The first of these is to start by transforming thinking. You need to get the entire leadership body to commit to supporting and promoting a data-driven culture. Even if very few of them understand what that means, a good first step is to simply get board and executive management agreement to being willing to embrace a culture of openness and collaboration.
Then, with that leadership support, start to communicate with the entire organisation to create an understanding of the meaning and value of being data driven, both for the company and its employees and customers. Ultimately, any shift in culture is only possible when culture is mainstreamed. It cannot be the domain or responsibility of HR. So, an organised and strategic education campaign is essential to explain the benefits that embracing a data-driven culture will provide.
The next step is to commit to democratising data. When employees have access to data, its impact becomes obvious. Break down silos and protectionism. Make data, and its analyses, readily available, understandable, and transparent across the organization.
Obviously, it’s dangerous to just give everyone in the organisation unfettered access to all its data, since they probably don’t have the skills or tools to make use of that data. And that’s where the real culture shift happens, or must happen. Businesses need to focus on building collaborative, multi-functional teams. While tech experts may understand the technology and systems, data is first and foremost a business asset. So a data-driven culture has to be driven by the business. And since it’s unlikely that you’re going to find too many employees with a balanced combination of business and data skills, you need to build your data-driven culture on collaborative teams in which every team member is willing to acknowledge what he or she doesn’t know, and work closely with teammates that do. This approach should also inform all future recruitment decisions. In a data-driven culture, you don’t recruit just for a vacancy, you recruit to make teams stronger.

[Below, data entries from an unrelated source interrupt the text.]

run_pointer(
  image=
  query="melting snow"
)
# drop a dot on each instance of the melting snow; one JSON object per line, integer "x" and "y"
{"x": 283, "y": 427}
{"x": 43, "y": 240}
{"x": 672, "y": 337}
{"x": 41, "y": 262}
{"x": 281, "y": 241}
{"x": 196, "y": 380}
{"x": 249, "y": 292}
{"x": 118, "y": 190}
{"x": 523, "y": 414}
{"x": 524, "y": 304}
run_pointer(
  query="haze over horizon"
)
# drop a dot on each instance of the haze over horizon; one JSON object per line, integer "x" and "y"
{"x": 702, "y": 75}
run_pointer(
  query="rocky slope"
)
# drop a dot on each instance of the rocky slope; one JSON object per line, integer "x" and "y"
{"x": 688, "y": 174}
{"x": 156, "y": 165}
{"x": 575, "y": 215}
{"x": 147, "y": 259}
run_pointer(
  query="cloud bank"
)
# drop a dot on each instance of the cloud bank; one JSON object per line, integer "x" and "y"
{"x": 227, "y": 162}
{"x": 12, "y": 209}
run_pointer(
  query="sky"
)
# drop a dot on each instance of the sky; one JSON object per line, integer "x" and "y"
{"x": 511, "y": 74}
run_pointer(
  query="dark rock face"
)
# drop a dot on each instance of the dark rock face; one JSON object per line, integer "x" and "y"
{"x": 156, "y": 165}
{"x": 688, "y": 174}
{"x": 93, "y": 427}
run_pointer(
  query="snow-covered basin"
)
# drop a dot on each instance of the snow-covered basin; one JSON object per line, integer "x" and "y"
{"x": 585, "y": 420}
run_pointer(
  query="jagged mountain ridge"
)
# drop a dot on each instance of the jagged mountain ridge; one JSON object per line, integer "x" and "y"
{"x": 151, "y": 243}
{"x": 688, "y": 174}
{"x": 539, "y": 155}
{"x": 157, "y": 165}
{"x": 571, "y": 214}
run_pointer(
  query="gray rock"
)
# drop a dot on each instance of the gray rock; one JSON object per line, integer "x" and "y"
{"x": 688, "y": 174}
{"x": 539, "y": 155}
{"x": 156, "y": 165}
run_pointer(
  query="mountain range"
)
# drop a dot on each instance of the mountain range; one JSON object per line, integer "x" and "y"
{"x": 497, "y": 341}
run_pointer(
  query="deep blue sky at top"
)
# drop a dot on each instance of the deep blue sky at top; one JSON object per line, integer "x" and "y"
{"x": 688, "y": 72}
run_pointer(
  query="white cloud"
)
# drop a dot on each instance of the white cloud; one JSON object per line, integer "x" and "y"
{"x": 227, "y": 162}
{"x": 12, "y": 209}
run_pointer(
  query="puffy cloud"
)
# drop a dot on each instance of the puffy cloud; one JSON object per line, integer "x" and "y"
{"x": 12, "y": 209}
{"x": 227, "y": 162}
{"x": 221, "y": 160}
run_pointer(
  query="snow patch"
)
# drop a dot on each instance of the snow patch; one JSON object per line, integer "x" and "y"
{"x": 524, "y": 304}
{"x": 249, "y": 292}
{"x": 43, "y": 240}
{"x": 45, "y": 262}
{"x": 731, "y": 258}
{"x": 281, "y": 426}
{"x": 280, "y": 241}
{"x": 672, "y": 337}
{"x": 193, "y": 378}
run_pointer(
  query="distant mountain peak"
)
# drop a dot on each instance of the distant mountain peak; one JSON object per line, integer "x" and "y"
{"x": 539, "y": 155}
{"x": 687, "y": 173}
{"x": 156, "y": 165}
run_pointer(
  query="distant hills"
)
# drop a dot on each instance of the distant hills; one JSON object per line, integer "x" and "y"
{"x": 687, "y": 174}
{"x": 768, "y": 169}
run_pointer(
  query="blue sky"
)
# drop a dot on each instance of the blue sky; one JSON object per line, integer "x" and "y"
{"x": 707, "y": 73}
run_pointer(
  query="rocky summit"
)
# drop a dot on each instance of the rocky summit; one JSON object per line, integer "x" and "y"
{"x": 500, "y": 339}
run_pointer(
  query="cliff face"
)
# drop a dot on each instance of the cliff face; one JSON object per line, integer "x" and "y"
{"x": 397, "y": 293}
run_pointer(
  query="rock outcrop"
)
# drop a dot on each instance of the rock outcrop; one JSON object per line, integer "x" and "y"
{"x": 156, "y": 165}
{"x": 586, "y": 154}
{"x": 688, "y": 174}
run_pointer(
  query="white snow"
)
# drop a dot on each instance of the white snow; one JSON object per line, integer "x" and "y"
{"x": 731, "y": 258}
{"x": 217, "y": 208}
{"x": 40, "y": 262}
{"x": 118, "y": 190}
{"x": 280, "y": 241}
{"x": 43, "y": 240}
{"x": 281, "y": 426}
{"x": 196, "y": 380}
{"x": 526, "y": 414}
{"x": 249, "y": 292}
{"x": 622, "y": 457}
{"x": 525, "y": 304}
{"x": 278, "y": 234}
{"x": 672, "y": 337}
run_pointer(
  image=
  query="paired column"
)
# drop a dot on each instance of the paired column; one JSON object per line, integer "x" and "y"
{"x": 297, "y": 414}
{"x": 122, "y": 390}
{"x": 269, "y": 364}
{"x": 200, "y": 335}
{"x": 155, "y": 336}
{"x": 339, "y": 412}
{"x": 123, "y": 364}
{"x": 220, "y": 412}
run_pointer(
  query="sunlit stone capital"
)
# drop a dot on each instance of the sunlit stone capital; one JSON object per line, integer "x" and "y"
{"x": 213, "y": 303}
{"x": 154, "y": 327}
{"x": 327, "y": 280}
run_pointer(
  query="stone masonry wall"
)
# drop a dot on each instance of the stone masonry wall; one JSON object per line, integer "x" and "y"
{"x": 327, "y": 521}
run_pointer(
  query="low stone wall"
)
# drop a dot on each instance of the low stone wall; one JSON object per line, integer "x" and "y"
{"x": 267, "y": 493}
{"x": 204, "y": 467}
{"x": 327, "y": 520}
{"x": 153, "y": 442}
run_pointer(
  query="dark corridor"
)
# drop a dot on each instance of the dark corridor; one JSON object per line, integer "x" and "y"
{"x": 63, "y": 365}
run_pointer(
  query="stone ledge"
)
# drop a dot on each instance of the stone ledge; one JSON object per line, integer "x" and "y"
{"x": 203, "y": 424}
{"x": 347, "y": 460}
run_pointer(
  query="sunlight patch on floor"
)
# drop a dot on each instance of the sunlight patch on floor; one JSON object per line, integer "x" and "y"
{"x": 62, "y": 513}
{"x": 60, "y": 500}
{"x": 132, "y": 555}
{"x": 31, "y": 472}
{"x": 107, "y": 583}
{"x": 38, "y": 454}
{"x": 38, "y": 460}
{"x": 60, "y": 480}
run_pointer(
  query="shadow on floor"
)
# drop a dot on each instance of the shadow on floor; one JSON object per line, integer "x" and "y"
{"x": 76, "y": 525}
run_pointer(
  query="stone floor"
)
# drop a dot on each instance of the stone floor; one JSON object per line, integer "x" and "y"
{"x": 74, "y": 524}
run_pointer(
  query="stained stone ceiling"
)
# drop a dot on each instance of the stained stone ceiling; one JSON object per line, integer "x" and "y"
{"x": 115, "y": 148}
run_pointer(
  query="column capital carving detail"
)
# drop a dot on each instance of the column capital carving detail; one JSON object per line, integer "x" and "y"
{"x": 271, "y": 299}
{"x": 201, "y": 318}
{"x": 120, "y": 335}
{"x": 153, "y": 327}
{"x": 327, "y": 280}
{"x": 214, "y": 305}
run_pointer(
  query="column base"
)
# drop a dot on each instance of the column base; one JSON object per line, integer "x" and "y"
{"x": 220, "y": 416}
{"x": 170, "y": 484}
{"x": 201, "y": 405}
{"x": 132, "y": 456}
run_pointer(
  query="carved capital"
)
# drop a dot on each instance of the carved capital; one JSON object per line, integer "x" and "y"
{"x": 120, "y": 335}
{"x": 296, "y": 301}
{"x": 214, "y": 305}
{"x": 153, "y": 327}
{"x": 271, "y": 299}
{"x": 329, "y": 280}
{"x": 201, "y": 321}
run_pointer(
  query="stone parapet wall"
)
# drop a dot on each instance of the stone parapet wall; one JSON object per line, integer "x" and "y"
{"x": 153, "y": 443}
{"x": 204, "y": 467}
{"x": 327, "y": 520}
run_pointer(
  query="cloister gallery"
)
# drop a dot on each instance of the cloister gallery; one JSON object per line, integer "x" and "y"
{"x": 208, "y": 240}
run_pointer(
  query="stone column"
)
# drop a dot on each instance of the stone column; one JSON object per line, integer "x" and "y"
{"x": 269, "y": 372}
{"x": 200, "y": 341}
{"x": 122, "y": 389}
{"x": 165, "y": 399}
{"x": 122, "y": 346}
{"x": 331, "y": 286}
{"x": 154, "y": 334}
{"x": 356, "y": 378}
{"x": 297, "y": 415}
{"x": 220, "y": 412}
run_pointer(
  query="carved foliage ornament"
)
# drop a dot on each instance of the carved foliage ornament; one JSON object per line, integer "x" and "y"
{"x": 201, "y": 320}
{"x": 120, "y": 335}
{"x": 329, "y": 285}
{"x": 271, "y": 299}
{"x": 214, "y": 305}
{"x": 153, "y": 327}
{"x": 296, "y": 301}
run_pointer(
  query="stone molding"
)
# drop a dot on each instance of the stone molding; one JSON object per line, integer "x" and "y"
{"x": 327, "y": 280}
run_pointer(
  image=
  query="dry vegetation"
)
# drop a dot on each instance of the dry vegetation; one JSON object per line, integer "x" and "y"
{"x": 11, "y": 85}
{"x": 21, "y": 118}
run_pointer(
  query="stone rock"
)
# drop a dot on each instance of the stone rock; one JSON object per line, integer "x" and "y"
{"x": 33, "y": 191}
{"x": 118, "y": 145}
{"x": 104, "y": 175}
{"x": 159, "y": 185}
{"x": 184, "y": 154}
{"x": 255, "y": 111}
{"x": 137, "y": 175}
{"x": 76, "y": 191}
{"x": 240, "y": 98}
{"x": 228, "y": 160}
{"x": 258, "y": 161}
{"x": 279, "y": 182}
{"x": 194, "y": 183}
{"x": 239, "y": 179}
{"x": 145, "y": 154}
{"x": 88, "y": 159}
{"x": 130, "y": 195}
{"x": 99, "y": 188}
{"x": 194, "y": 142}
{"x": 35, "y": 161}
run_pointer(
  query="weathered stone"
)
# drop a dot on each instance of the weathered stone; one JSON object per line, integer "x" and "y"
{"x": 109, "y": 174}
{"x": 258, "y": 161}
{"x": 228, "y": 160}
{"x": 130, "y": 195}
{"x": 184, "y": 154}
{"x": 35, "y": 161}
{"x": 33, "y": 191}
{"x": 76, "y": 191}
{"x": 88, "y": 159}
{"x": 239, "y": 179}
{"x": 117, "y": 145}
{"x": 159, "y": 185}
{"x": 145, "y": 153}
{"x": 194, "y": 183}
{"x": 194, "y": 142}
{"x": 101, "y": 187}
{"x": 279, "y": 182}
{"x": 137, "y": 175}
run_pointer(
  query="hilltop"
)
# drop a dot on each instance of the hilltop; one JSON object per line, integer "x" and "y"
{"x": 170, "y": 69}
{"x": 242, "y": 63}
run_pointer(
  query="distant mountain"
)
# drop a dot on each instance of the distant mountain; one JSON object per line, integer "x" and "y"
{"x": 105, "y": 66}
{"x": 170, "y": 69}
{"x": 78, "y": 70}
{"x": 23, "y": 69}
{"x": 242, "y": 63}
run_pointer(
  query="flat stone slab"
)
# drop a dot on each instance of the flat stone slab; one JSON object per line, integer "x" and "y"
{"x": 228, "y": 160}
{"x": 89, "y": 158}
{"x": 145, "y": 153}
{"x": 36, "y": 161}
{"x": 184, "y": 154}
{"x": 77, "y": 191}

Finally, be patient. Changing a company’s culture takes time, effort and commitment. Even when the leadership sets the example, the shift only happens through organic growth and evolution.
Realise that there are legacies that have to be changed. The technology legacy systems are actually the easy part because you can throw money at those. But human legacies around how things have always been done in the past are much more difficult to shift. But it must be done, because it is impossible to change to a data-driven culture if all your people are not willing to recognise and embrace data as a key success facilitator.
While the need to build these types of data-driven cultures is becoming increasingly obvious, the unexpected, and valuable, side effect of achieving such a culture is that it has the potential to massively enhance employee morale and productivity. That’s not just because data-based decisions are infinitely more effective than those based on hunches. It’s also because employees grow as people when the work they do has meaning.
Data has the ability to quantify the impact that each employee is having on the customers and the business. And when staff see the tangible value of the contributions they are making, they become far more connected to the company values and their own professional goals, and the result is incremental improvements in personal performance and, of course, bottom-line results.